Skip to content

Latest commit

 

History

History
68 lines (46 loc) · 2.74 KB

README.md

File metadata and controls

68 lines (46 loc) · 2.74 KB

json2pgcopy

Purpose

This program converts json data to PostgreSQL binary COPY format. It can be used for bulk loading large amounts of data to PostgreSQL database. Originally, this was done for Reddit comment archive, but can be customized to use different data and table structure.

Building

To build program, you need jsmn library. Check it out to ../jsmn directory and build libjsmn.a according to installation instructions.

To build json2copy, create config.h (see below) and type make.

Usage

Program reads data from stdin and prints result to stdout. Every line of input data should be a valid JSON and converted to single table row according to configuration (see below). If some error occurs, line is skipped and warning message is printed.

Configuration

Program doesn't have external confituration file and configured by editing config.h and re-building. The main thing to configure is fields array. For every field in resulting file, a value should be added to this array. Every value is a structure consisting of JSON field name and convert function to process it. Program will extract field value from json and pass it to function to convert to PGCOPY format. null json values are converted to SQL NULL. If NULL is passed instead of JSON field name, the whole json is passed to convert function.

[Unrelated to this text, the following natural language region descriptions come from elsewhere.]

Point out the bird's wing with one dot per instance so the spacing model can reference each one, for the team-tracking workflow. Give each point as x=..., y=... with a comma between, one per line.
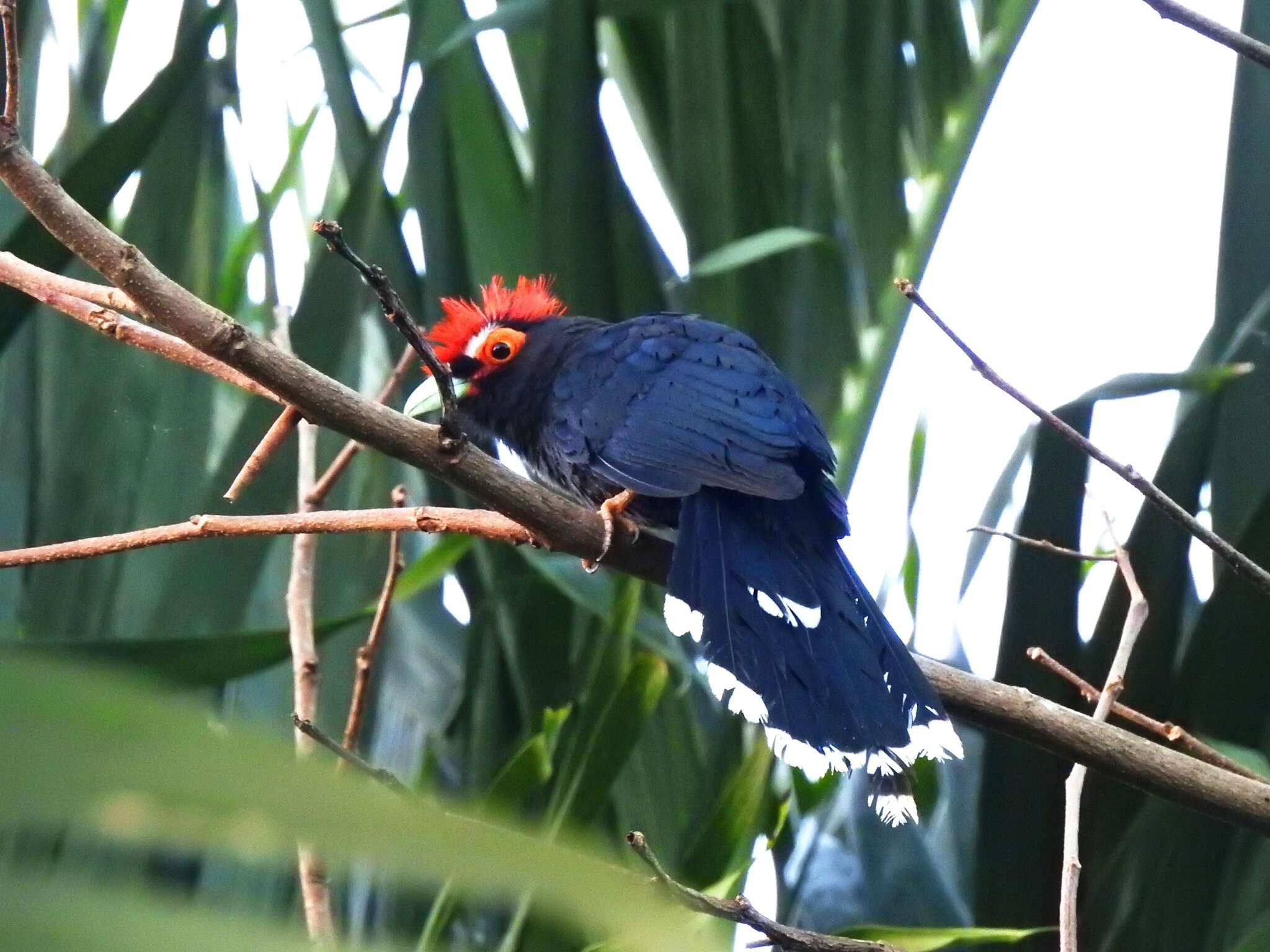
x=667, y=404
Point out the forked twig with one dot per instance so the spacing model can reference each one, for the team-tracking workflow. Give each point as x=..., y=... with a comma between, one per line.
x=1228, y=553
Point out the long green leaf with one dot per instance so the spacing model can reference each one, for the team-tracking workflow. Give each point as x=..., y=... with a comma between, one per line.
x=131, y=765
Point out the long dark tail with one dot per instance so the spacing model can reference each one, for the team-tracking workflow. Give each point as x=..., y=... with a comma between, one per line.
x=786, y=626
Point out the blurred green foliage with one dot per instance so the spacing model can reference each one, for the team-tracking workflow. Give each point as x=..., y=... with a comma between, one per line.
x=784, y=134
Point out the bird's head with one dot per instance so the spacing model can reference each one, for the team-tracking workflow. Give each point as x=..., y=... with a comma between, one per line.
x=482, y=342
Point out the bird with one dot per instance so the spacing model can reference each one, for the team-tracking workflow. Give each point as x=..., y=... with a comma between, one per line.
x=675, y=421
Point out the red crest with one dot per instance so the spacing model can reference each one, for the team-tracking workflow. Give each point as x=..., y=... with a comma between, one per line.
x=528, y=301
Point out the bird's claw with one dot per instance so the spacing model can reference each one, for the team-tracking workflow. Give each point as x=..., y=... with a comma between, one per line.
x=611, y=511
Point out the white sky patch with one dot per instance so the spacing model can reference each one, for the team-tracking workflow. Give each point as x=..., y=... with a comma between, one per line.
x=1071, y=187
x=145, y=45
x=760, y=889
x=52, y=98
x=413, y=234
x=455, y=599
x=238, y=151
x=123, y=198
x=495, y=54
x=290, y=258
x=398, y=155
x=642, y=179
x=65, y=17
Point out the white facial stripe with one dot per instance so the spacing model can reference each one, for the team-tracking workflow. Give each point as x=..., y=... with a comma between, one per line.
x=478, y=340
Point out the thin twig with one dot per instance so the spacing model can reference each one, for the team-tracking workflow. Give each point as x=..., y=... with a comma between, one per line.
x=270, y=444
x=395, y=311
x=1168, y=730
x=425, y=518
x=1238, y=563
x=1241, y=43
x=1071, y=874
x=9, y=20
x=60, y=294
x=1044, y=545
x=314, y=888
x=739, y=910
x=25, y=276
x=366, y=653
x=324, y=484
x=350, y=757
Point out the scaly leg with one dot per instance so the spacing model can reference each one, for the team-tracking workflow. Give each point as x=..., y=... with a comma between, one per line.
x=611, y=511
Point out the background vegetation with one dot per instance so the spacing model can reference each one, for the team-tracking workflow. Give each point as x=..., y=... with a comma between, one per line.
x=785, y=134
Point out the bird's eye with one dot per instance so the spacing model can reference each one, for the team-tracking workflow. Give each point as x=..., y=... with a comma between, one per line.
x=500, y=346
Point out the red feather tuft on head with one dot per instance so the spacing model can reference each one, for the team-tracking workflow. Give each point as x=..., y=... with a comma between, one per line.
x=530, y=300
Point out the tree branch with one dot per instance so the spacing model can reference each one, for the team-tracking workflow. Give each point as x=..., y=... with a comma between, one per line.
x=1169, y=731
x=1241, y=43
x=91, y=305
x=314, y=886
x=1071, y=873
x=425, y=518
x=1044, y=545
x=739, y=910
x=1228, y=553
x=561, y=524
x=394, y=309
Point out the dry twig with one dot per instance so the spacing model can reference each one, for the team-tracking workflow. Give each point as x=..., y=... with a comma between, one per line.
x=425, y=518
x=1233, y=558
x=395, y=311
x=1044, y=545
x=366, y=653
x=1170, y=731
x=324, y=484
x=563, y=524
x=270, y=444
x=314, y=886
x=350, y=757
x=1133, y=621
x=1241, y=43
x=739, y=910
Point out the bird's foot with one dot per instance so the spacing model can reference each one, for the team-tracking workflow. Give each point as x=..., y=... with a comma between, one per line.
x=611, y=512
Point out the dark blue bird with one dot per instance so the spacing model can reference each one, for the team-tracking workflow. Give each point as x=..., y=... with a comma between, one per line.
x=695, y=428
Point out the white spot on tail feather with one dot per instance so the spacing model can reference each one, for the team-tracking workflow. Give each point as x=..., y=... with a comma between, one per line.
x=894, y=809
x=744, y=701
x=681, y=619
x=790, y=611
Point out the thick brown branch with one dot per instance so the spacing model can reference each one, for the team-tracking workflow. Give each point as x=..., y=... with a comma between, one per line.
x=739, y=910
x=471, y=522
x=9, y=22
x=1168, y=730
x=1228, y=553
x=1241, y=43
x=59, y=294
x=1112, y=751
x=366, y=653
x=531, y=511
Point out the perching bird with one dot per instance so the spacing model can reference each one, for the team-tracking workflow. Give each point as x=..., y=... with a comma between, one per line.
x=698, y=430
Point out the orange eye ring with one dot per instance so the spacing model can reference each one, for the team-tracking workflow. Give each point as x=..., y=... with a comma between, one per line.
x=500, y=346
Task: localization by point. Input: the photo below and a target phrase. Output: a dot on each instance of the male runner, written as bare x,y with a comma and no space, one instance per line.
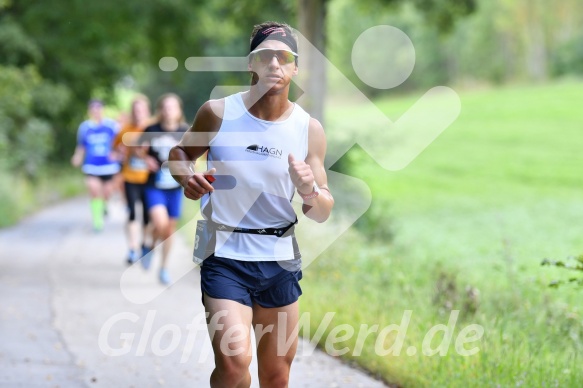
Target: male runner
268,148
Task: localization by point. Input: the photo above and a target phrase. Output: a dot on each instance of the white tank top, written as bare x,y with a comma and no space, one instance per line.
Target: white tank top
255,153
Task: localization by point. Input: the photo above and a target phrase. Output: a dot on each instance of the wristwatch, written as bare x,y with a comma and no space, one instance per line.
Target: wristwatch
315,192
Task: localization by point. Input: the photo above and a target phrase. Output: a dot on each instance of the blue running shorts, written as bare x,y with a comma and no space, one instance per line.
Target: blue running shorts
267,283
171,199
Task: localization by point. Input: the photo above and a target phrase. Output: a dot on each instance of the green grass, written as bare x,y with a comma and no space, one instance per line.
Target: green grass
21,196
478,210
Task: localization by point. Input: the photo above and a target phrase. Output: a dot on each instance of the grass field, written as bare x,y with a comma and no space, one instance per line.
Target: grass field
465,227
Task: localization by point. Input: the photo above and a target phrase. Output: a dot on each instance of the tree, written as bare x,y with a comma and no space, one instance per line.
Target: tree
312,23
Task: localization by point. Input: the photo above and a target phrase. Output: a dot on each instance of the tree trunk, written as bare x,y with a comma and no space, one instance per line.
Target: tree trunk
312,15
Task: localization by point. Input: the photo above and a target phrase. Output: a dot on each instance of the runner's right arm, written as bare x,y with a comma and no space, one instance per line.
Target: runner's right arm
193,145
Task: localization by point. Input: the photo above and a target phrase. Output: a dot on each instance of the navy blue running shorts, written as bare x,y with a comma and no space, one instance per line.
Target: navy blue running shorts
267,283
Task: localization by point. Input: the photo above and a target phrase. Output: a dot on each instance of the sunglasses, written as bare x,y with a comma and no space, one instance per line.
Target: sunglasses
265,56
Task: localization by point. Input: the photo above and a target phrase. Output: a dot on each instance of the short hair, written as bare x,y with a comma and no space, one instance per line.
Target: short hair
285,26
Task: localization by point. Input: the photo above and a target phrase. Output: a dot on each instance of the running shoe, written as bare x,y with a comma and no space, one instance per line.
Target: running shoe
164,276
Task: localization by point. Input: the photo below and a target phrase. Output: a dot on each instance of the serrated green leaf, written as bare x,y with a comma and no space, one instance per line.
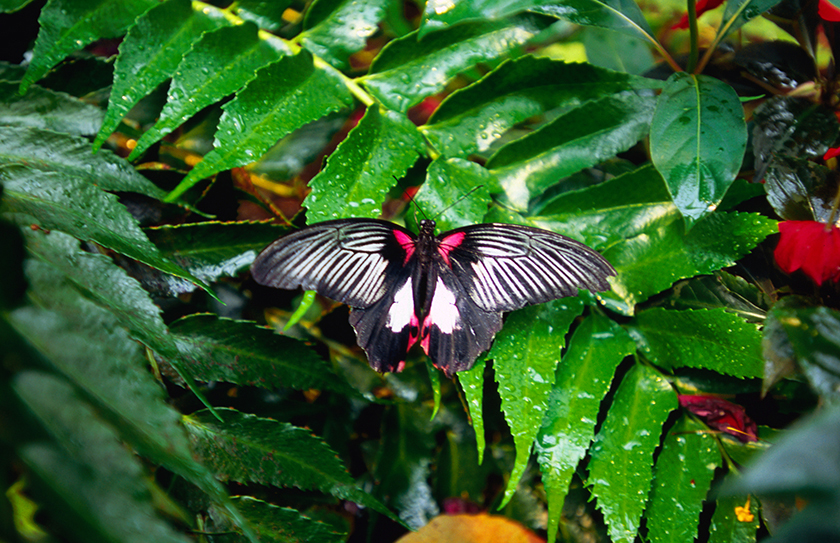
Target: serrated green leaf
247,448
630,203
210,250
682,477
620,471
525,354
711,339
472,118
283,96
619,15
651,262
730,527
447,182
362,169
151,51
335,29
47,109
583,379
68,25
472,384
578,139
276,524
217,65
91,481
24,150
243,353
56,202
697,141
409,69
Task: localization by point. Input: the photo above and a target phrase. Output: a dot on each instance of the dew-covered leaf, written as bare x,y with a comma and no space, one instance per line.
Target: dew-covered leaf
712,339
580,138
283,96
472,118
150,52
217,65
525,355
620,472
583,379
697,141
409,68
361,170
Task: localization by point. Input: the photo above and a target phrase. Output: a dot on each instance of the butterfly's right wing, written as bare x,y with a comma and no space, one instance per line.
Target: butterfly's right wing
348,260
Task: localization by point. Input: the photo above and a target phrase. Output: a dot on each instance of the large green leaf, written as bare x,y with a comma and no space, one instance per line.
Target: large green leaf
583,379
335,29
525,355
578,139
364,166
69,25
472,118
697,141
620,471
409,69
247,448
58,202
150,53
682,477
243,353
93,483
711,339
652,261
47,109
284,96
217,65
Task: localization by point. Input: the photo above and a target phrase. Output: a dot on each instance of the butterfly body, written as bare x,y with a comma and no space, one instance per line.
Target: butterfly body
445,292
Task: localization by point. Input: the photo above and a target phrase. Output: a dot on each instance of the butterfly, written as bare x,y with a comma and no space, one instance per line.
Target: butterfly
445,292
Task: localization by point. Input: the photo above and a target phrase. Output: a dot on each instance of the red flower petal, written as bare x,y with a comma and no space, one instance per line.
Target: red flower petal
808,246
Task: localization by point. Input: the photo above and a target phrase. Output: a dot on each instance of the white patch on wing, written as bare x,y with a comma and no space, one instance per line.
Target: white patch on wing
444,313
401,311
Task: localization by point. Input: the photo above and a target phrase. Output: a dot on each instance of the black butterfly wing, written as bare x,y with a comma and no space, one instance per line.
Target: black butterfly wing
505,267
348,260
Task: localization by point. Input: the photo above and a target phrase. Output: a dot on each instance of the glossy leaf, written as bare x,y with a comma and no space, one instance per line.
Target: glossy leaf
619,15
68,25
218,64
243,353
47,109
246,448
211,250
446,193
409,69
620,471
87,475
150,53
335,29
682,477
275,524
357,175
711,339
525,354
578,139
472,118
697,141
650,263
26,151
814,336
57,202
283,96
583,379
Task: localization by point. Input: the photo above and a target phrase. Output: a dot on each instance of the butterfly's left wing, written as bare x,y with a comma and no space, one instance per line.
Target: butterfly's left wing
505,267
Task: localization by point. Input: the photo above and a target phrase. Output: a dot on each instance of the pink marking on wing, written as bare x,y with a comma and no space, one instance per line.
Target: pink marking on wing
406,243
448,244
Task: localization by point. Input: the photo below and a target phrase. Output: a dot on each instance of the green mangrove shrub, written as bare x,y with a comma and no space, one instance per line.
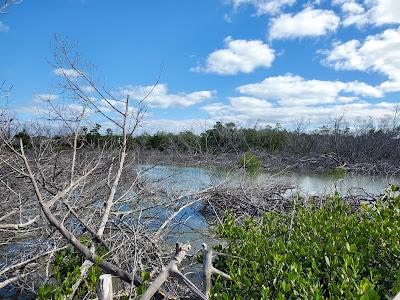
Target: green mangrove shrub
65,271
250,162
315,253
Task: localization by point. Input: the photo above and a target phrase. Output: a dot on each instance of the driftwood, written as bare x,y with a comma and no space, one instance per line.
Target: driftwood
172,270
104,289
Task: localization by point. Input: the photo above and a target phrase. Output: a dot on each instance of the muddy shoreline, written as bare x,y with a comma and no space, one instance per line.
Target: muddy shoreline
272,162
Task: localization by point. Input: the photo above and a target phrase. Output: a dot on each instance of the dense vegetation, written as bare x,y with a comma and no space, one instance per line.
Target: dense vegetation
323,252
363,143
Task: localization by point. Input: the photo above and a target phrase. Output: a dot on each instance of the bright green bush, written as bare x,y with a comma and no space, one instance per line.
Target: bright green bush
250,162
65,270
315,253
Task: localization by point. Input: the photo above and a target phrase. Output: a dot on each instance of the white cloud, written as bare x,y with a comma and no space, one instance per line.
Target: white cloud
264,6
309,22
250,105
238,56
380,53
159,96
67,72
288,99
4,27
295,90
39,98
377,12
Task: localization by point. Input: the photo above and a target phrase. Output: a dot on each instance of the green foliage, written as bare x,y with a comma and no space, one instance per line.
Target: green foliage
250,163
66,271
314,253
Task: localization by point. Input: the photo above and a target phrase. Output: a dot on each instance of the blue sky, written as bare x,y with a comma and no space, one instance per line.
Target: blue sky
246,61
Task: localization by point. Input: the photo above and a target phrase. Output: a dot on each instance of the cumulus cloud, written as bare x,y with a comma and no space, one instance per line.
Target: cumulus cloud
287,99
376,12
380,53
38,98
4,27
67,72
238,56
309,22
159,96
295,90
264,6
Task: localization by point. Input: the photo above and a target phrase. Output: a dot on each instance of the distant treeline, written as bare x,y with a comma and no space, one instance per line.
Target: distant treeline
365,142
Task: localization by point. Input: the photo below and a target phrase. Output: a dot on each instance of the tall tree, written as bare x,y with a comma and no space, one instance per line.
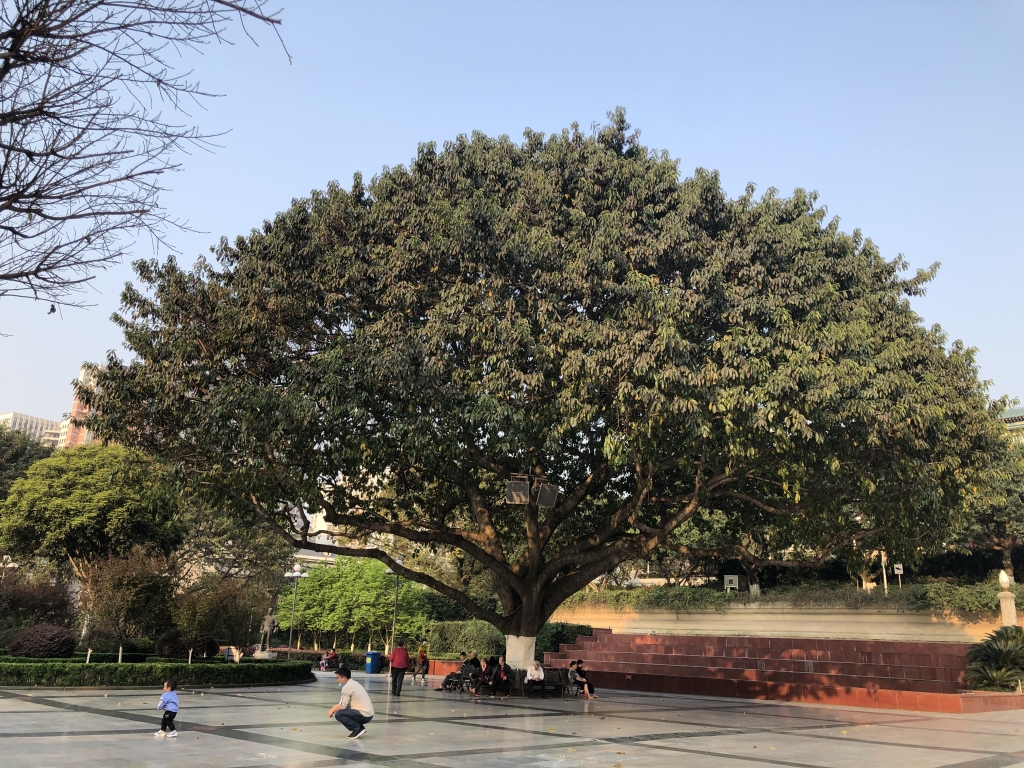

Currently, the following convert functions exist:

  • convert_smallint, convert_integer, convert_bigint - to convert values to postgresql integer types
  • convert_string - to convert to character types (also works for enums)
  • convert_boolean - to convert to postgresql boolean type

You can implement your own convert function to convert to column type you need or to make some pre-processing of source value. See json2pgcopy.c for examples.

See config.sample.h for configuration example and other settings.

Example

Suppose, you have json data with the following structure:

{ "author": "Ivan Petrov", "score": 10, "edited": false, "body": "Very smart comment" }

And you want to bulk load it to table:

CREATE TABLE comments (
    id serial,
    author text,
    score smallint,
    edited boolean,
    txt text
);

You should configure fields as follows:

FieldConfig fields[] = {
    { "author", &convert_string},
    { "score",  &convert_integer},
    { "edited", &convert_bool }
    { "body",   &convert_string }
};

Then build the program and run it as follows

cat data.json | ./json2pgcopy | psql -c 'COPY comments (author, score, edited, txt) FROM STDIN WITH (FORMAT binary);